New research has added to the long list of changes that are happening around our climate. The Northwestern University in Illinois, US has unearthed a unique phenomenon called underground climate change and has linked it to the shifting that is taking place underneath our cities.
According to the study, the ground beneath urban areas is warming up, leading to subsurface urban heat islands. In simple terms, it means the underneath surface expands and contracts due to this heat, and that results in a shift in the ground. This can lead to crack formations, and affect the foundations of civil infrastructures.

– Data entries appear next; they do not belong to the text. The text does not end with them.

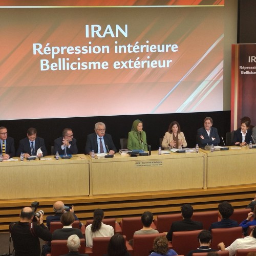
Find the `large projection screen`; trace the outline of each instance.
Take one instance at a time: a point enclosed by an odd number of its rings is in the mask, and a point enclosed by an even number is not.
[[[0,7],[2,120],[223,110],[224,0],[28,2]]]

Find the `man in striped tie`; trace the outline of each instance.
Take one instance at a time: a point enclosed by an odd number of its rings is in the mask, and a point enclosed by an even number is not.
[[[7,160],[15,156],[14,140],[8,137],[7,129],[4,126],[0,127],[0,154],[3,154],[3,159]]]

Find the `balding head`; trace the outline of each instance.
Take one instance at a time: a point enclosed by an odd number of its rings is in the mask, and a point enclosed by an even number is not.
[[[64,203],[61,201],[57,201],[53,205],[53,210],[56,214],[64,212]]]

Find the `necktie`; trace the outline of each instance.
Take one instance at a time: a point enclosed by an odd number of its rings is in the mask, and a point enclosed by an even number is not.
[[[102,138],[99,138],[99,153],[103,153],[104,151],[103,150],[103,144],[102,144],[102,141],[101,141]]]

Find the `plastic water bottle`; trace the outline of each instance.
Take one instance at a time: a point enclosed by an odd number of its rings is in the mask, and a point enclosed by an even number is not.
[[[199,147],[198,146],[198,144],[196,145],[196,153],[198,153],[199,151]]]
[[[92,157],[92,158],[95,158],[95,153],[94,153],[94,150],[92,151],[92,154],[91,154],[91,156]]]
[[[249,144],[249,148],[250,148],[250,150],[252,148],[252,143],[251,143],[251,141],[250,141],[250,144]]]
[[[23,153],[22,152],[20,153],[19,158],[20,159],[20,161],[23,161],[24,160],[24,156],[23,155]]]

It can be linked to various anthropogenic activities, like underground transportation, heat emitted from the usage of vehicles like cars and trains people use for their day-to-day travel. Also, underground pipelines, sewers, high-voltage cables, and district heating systems heat the ground.
The heating up of the underground surface has been developing for years and scientists have now linked this to previous incidents of building collapse.
The study states, there is a rise in the above temperature due to the daily absorption from construction materials of solar radiation. Also, other heat sources are leading to meteorological urban heat islands.
Scientists have termed this phenomenon ‘silent hazard’, as it may have a dormant yet potential impact on the civil infrastructures due to urban heat. “The root of this issue lies in thermally induced ground deformations and displacements, which develop slowly but continuously in the urban underground,” says the study.
According to the study, while the urban heat will not lead to the crumbling of buildings and other infrastructure, it will have an effect on the durability and operational requirements and also put a dent in the aesthetic part.
Even in the past, underground climate change has affected the loop, which has led to vertical displacement of several millimeters due to waste heat rejected by underground built environments, adds the study.
Even with a potential threat, there is a small silver lining that scientists have managed to figure out. If we are able to harness energy from the underground heat, we could utilise it as an alternate form of thermal energy.
“By capturing the waste heat emitted underground from subterranean transportation systems, parking garages and basement facilities, urban planners could mitigate the effects of underground climate change as well as reuse the heat into an untapped thermal energy resource,” adds the study.